As a twenty year old woman with her first baby, whose only experience with the
medical profession was --"I dont care how much you can run/how good your blood pressure and sugar is, your a walking death sentance!", my pregnancy has been refreshing and empowering. If these new guidelines deprive women of this experience, it would be a shame.

Tami said...

I lost 40 lbs in my most recent pregnancy, my weight after the baby was born was 40 lbs less than my pre-pregnancy weight. I ate well, I watched my blood sugar and blood pressure, and was in good shape. However, my midwife dropped me at 36 weeks because she was afriad I was going to have a big baby. She cited my "poor nutrition" as part of her reasoning, because I admitted to an occasional bowl of ice cream. (who loses 40 lbs while pigging out on junk? I sure don't!!) The baby came at 41 weeks, with a different midwife attending, weighing 9lbs, nearly 2 lbs smaller than her older sister, and my next-to-smallest baby so far. Since then my weight has been stable (despite efforts to continue losing weight--I anticipate it will be hard to lose weight until I wean this baby, then I hope it comes off a little more easily).
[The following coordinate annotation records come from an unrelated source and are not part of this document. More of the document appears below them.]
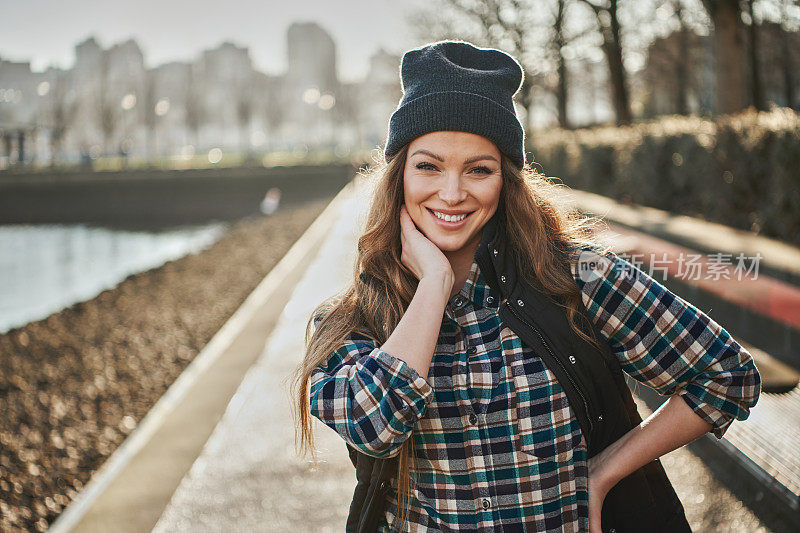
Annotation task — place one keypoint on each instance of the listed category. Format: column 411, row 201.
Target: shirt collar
column 475, row 290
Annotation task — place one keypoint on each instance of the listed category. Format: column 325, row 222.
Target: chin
column 448, row 244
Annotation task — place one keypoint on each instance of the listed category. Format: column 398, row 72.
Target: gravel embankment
column 72, row 386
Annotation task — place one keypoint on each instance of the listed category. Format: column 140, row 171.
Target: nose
column 451, row 191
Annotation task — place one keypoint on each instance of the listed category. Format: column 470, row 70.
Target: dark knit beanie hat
column 456, row 86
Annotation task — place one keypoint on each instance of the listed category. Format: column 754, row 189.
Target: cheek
column 490, row 196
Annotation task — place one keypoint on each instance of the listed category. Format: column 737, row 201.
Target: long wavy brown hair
column 540, row 231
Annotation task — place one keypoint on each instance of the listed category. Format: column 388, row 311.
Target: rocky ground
column 72, row 386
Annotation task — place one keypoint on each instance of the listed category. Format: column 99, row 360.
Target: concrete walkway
column 248, row 477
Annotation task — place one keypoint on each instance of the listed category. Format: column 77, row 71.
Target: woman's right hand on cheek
column 419, row 254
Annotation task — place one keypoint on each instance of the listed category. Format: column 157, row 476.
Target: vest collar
column 496, row 264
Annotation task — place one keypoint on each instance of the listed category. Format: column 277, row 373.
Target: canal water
column 45, row 268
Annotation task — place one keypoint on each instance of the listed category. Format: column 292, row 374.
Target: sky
column 45, row 32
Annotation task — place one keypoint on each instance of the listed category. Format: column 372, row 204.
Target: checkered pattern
column 497, row 445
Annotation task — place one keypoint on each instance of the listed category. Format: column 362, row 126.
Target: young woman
column 459, row 346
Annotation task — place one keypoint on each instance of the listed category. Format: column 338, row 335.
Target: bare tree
column 504, row 24
column 558, row 41
column 757, row 92
column 785, row 52
column 729, row 73
column 605, row 12
column 682, row 64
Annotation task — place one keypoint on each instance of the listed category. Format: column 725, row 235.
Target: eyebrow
column 467, row 162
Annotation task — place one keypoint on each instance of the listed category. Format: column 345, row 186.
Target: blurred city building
column 110, row 104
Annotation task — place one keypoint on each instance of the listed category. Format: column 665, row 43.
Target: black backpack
column 373, row 477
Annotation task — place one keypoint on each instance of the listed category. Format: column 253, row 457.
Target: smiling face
column 452, row 183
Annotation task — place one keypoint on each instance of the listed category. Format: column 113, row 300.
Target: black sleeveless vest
column 595, row 387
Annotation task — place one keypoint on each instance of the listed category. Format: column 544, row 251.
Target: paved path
column 248, row 477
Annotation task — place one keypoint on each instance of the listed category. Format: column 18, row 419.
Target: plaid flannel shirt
column 496, row 442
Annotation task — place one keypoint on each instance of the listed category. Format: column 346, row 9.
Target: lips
column 450, row 224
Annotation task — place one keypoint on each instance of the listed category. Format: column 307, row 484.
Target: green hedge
column 740, row 170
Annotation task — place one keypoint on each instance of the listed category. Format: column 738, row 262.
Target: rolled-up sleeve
column 371, row 398
column 667, row 343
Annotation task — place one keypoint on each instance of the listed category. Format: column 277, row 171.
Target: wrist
column 440, row 283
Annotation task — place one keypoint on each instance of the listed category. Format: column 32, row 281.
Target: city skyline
column 359, row 29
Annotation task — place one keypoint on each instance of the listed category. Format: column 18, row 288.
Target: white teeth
column 450, row 218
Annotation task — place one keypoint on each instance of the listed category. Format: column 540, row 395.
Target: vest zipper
column 557, row 360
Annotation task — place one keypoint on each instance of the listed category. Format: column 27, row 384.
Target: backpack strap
column 373, row 479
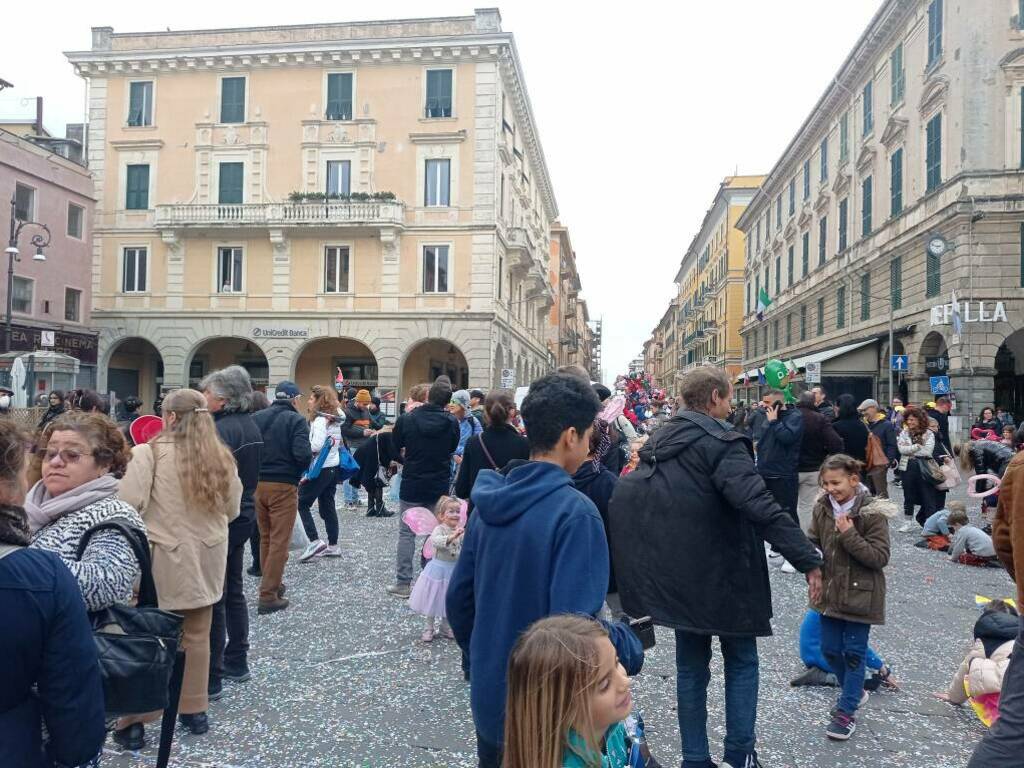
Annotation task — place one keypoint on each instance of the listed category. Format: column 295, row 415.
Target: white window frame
column 35, row 199
column 81, row 233
column 220, row 97
column 455, row 90
column 217, row 287
column 81, row 303
column 121, row 268
column 32, row 295
column 153, row 103
column 422, row 263
column 354, row 91
column 350, row 288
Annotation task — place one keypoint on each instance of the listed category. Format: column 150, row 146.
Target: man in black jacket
column 818, row 441
column 429, row 436
column 228, row 395
column 286, row 456
column 686, row 530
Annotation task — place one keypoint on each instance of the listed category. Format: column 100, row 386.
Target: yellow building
column 711, row 283
column 370, row 196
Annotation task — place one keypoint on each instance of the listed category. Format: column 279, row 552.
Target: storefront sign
column 260, row 332
column 970, row 311
column 81, row 346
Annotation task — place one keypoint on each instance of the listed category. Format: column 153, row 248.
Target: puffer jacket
column 983, row 668
column 695, row 513
column 853, row 579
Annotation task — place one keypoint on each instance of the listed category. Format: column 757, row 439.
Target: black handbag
column 140, row 658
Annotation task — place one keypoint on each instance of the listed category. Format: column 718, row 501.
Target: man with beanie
column 286, row 456
column 429, row 435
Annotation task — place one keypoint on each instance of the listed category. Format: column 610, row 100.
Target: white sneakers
column 313, row 549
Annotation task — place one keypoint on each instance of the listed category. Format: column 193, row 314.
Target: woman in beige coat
column 185, row 485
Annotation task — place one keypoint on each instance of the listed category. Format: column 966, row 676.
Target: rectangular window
column 25, row 203
column 897, row 76
column 896, row 182
column 844, row 206
column 134, row 265
column 230, row 182
column 140, row 103
column 76, row 218
column 844, row 137
column 438, row 93
column 229, row 269
column 933, row 154
column 865, row 207
column 137, row 187
column 933, row 275
column 437, row 183
column 339, row 95
column 934, row 32
column 336, row 269
column 22, row 295
column 435, row 269
column 73, row 304
column 339, row 177
column 896, row 283
column 232, row 99
column 867, row 96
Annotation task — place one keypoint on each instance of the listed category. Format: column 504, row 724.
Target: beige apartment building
column 369, row 196
column 903, row 185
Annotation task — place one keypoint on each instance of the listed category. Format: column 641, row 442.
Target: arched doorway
column 320, row 359
column 135, row 368
column 1009, row 382
column 432, row 357
column 222, row 351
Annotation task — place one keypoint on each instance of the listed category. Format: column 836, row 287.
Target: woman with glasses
column 83, row 457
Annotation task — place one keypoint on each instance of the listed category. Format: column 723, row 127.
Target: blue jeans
column 845, row 647
column 692, row 676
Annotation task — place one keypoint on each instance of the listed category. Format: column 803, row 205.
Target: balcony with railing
column 328, row 213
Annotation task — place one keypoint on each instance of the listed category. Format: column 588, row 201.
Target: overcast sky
column 642, row 108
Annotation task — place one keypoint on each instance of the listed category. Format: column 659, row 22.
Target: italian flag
column 763, row 303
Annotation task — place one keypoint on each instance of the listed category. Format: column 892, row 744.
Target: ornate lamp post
column 39, row 241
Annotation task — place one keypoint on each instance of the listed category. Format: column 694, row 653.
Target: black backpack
column 140, row 657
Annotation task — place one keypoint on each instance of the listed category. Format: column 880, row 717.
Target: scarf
column 42, row 509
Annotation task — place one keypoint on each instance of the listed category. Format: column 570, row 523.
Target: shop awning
column 826, row 354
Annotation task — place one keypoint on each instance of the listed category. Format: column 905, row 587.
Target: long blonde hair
column 552, row 669
column 205, row 464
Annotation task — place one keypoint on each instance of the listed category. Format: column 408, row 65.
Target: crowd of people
column 558, row 531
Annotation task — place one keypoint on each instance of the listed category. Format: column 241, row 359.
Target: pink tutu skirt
column 428, row 594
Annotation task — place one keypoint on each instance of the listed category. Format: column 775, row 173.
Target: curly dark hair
column 109, row 446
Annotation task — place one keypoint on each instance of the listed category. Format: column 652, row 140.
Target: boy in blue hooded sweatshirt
column 535, row 547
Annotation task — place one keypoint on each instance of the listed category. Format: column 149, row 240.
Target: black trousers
column 229, row 628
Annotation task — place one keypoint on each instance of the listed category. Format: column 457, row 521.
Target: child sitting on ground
column 567, row 697
column 980, row 676
column 970, row 546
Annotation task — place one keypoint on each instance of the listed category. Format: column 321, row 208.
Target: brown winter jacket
column 853, row 579
column 1008, row 528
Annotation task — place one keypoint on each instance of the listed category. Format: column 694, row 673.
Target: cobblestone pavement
column 341, row 679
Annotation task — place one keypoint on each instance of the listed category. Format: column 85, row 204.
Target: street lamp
column 39, row 241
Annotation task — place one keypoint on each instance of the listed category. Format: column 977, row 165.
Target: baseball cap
column 287, row 390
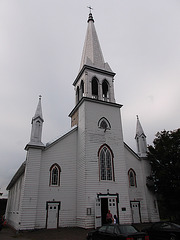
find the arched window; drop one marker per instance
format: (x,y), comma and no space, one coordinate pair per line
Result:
(104,124)
(105,90)
(132,178)
(55,175)
(94,86)
(106,164)
(82,88)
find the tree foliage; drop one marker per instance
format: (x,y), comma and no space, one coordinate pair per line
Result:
(164,157)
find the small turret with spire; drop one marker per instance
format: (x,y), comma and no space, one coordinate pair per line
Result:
(140,140)
(36,130)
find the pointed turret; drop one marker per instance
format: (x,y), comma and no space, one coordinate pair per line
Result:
(141,140)
(36,130)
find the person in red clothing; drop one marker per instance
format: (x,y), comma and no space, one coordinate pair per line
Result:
(109,217)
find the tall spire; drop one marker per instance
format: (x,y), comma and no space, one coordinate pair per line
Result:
(140,140)
(38,112)
(36,130)
(92,53)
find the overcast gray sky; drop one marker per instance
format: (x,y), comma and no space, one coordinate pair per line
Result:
(41,43)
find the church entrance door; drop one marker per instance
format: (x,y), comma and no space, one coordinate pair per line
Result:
(135,206)
(106,202)
(52,214)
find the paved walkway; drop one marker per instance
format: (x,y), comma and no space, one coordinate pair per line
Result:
(56,234)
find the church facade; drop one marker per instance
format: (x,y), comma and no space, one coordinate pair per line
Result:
(76,179)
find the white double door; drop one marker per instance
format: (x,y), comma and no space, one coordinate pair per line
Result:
(52,214)
(135,206)
(102,205)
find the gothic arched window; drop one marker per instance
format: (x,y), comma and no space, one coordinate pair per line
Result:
(77,95)
(55,175)
(105,90)
(106,164)
(104,123)
(82,88)
(94,86)
(132,178)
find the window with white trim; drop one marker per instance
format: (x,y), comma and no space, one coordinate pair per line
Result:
(132,178)
(106,164)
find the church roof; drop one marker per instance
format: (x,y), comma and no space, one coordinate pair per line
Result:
(92,53)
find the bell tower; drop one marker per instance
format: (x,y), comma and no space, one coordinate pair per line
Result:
(95,79)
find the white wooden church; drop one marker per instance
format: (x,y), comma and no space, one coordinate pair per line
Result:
(75,180)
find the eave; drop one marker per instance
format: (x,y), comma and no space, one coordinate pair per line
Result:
(17,175)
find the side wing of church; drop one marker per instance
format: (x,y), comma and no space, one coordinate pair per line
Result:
(76,179)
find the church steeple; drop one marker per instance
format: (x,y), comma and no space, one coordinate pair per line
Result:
(92,53)
(140,140)
(36,130)
(95,78)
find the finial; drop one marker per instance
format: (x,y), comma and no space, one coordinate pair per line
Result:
(90,14)
(90,8)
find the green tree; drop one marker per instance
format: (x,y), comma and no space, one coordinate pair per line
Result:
(164,157)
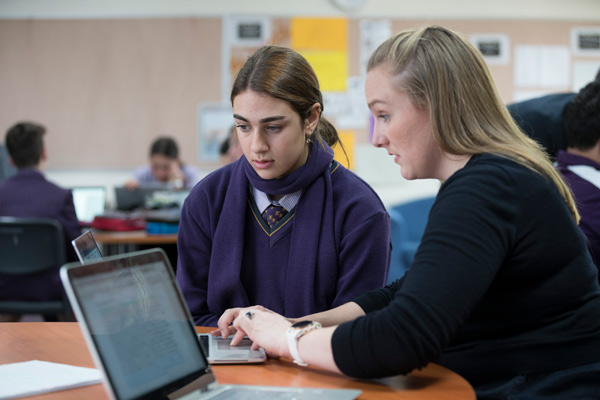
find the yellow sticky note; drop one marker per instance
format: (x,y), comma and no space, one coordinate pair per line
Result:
(319,34)
(331,68)
(348,139)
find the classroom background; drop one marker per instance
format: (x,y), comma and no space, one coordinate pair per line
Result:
(106,78)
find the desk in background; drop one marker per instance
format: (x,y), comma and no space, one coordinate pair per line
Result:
(62,342)
(112,243)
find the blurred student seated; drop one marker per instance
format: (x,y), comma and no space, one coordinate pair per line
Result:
(29,194)
(165,168)
(230,149)
(580,162)
(543,119)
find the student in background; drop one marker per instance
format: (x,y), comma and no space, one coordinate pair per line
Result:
(165,168)
(543,119)
(230,150)
(29,194)
(580,163)
(502,289)
(285,225)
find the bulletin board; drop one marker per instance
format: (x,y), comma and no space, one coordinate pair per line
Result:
(106,88)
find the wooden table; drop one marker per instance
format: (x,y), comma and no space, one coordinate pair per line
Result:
(62,342)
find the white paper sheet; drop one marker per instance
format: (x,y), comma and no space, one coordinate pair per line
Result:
(34,377)
(542,66)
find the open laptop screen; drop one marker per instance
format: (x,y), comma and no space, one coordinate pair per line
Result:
(89,202)
(138,322)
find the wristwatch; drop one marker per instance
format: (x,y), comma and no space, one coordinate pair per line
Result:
(294,333)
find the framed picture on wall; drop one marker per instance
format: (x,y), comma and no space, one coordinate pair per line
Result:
(585,41)
(493,46)
(214,120)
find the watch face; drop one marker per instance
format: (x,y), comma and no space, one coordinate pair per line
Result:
(301,324)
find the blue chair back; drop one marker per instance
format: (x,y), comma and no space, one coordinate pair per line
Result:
(408,221)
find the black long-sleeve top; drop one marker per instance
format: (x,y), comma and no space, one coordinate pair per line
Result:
(501,285)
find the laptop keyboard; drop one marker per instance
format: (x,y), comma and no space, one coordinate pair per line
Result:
(204,343)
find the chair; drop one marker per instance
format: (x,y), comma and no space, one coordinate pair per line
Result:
(31,246)
(408,222)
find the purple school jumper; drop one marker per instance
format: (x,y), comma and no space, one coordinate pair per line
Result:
(333,246)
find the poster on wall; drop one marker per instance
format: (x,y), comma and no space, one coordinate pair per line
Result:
(242,35)
(494,47)
(214,120)
(371,34)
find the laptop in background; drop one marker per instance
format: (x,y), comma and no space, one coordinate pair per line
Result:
(140,334)
(130,199)
(86,247)
(89,201)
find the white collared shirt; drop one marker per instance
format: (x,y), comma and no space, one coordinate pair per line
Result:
(288,201)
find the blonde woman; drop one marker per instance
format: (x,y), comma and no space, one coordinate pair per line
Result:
(502,289)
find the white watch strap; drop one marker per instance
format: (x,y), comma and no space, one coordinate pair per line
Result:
(293,335)
(293,346)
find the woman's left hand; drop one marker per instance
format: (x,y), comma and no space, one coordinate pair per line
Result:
(265,328)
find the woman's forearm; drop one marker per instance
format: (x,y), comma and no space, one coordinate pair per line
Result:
(345,312)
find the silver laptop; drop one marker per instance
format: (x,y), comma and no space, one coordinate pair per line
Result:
(140,334)
(217,350)
(86,248)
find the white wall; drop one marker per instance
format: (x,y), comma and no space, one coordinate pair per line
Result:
(585,10)
(371,164)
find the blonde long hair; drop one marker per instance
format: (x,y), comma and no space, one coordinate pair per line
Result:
(442,71)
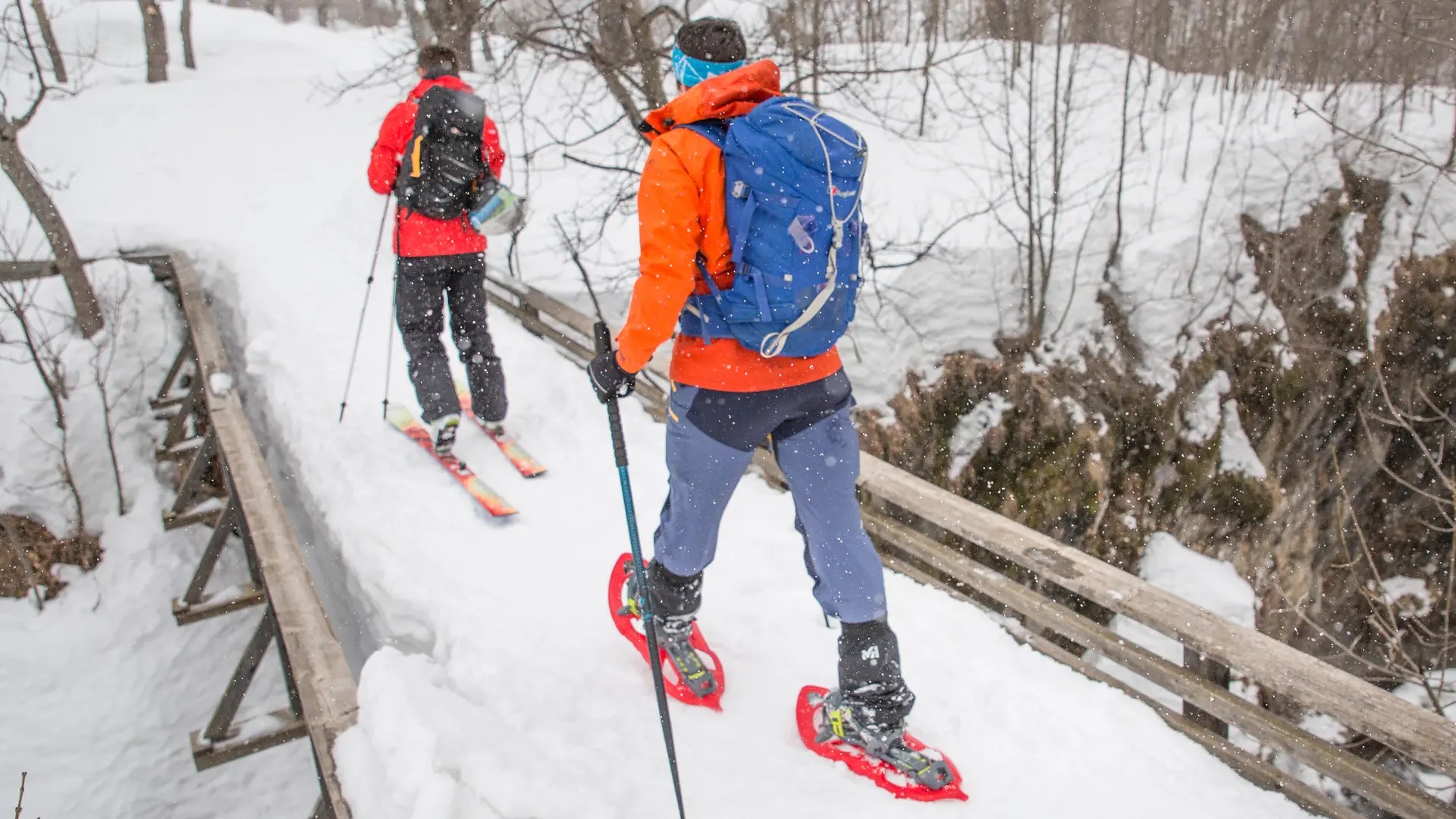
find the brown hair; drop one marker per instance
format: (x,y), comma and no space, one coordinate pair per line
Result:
(438,57)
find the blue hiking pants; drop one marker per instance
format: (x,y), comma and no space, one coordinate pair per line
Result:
(711,438)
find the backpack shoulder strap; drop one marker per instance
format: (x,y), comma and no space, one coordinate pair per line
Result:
(712,130)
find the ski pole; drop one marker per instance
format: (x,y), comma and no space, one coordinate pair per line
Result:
(389,341)
(619,447)
(359,333)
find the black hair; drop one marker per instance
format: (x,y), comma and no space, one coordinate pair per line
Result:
(714,39)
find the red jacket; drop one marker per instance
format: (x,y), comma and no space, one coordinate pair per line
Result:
(419,235)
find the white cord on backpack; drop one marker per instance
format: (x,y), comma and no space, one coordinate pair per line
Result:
(774,343)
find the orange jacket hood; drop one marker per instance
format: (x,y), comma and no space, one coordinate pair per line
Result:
(680,219)
(718,98)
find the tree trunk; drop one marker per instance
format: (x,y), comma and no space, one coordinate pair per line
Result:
(36,197)
(188,55)
(49,36)
(155,33)
(453,20)
(419,25)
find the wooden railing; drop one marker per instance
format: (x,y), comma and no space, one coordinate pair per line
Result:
(937,537)
(223,483)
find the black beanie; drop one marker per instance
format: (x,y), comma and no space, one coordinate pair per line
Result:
(714,39)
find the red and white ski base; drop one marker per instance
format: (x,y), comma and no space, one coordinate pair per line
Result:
(810,714)
(631,627)
(405,422)
(513,450)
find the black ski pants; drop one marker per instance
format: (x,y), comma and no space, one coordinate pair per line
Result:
(422,284)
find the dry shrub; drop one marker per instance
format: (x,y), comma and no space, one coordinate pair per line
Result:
(42,551)
(1100,460)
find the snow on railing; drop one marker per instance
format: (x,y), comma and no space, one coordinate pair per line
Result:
(946,541)
(223,483)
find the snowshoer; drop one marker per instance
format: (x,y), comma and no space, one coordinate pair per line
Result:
(433,152)
(736,385)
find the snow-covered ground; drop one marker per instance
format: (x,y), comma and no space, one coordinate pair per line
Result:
(99,692)
(500,687)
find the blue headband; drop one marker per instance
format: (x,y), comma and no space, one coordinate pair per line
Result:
(692,71)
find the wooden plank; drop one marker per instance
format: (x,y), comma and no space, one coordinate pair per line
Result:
(22,270)
(1247,765)
(209,516)
(325,687)
(1346,768)
(254,735)
(215,605)
(1376,713)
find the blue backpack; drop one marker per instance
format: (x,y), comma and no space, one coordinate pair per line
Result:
(794,221)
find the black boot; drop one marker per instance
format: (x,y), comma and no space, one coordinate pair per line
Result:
(873,701)
(674,611)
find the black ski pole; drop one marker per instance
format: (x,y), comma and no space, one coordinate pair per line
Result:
(619,447)
(389,341)
(369,287)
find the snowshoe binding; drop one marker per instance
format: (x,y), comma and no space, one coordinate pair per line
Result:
(691,670)
(886,755)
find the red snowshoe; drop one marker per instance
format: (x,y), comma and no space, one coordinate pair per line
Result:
(913,777)
(629,623)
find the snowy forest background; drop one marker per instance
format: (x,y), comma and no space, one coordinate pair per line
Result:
(1139,265)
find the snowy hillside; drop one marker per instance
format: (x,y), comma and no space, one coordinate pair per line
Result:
(498,687)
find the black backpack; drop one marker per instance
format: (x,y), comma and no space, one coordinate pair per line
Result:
(443,164)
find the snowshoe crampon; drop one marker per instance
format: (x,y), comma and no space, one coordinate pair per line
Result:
(810,714)
(629,623)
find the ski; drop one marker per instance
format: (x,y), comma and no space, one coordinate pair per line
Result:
(626,620)
(405,422)
(513,450)
(810,716)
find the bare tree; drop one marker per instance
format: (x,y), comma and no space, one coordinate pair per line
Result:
(185,25)
(33,191)
(102,372)
(42,20)
(155,34)
(39,340)
(618,38)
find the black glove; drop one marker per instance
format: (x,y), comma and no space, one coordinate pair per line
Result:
(609,379)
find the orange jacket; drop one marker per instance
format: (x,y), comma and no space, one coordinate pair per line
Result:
(680,213)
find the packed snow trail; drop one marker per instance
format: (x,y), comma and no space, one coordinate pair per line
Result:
(504,689)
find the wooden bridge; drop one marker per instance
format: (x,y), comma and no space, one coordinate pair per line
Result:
(922,531)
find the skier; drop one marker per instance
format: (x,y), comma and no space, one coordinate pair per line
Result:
(727,397)
(441,257)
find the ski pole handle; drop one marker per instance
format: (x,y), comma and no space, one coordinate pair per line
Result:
(619,445)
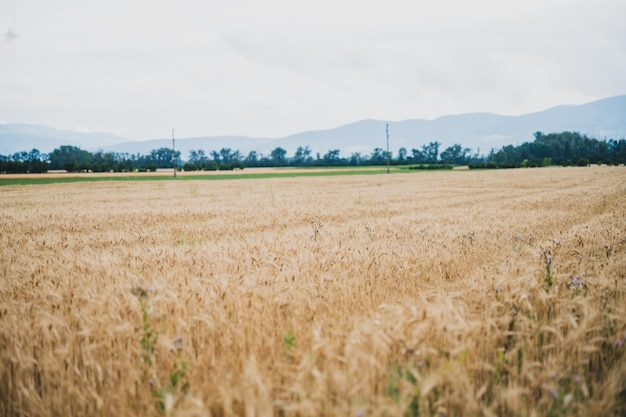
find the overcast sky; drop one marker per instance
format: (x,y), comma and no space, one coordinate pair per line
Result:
(269,69)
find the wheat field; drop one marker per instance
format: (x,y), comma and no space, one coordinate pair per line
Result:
(461,293)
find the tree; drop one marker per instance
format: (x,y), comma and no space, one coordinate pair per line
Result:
(332,157)
(417,156)
(252,160)
(69,158)
(378,157)
(278,157)
(455,154)
(402,156)
(302,156)
(431,152)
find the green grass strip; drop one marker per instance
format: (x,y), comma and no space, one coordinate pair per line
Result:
(6,180)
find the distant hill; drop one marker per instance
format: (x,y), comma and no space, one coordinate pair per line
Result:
(600,119)
(22,137)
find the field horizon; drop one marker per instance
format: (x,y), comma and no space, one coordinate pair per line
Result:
(432,294)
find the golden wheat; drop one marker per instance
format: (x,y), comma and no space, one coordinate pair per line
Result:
(446,293)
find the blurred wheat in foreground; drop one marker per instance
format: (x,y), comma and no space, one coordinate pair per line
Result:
(434,294)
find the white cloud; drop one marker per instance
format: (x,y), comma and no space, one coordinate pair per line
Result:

But my pregnancy weight loss was not due to an effort to lose weight. I did watch my nutrition more carefully because I was concerned about my blood sugar and blood pressure, and I made better food choices, but I did not limit portions at all. That's just how my body reacted in this pregnancy. To force a woman to gain or not gain during pregnancy is ridiculous.

Ginger said...

Not on this subject, so please forgive me, I just found your site and man, I am ever so glad! See, I am one of those over-endowed, fat mama's. I was recently diagnosed with PCOS. I have had 3 babies, however, they are miracles more then anything as I generally do not get a period and have always been told it was cause I was fat.... I was not fat with my first and I was just a bit overweight with my 2nd. I was fat with my 3rd. My husband and I stopped trying several years ago for another cause, I just was not loosing weight. Got into a whole depression cycle... Anyways, long story short, while loosing some of this weight would be ideal, I think we might go ahead and just start trying to have us another baby. I am on 31 and he 40. Young enough to have more.....
I am sure I said more then what is needed, but just wanted to say THANK you!!!!!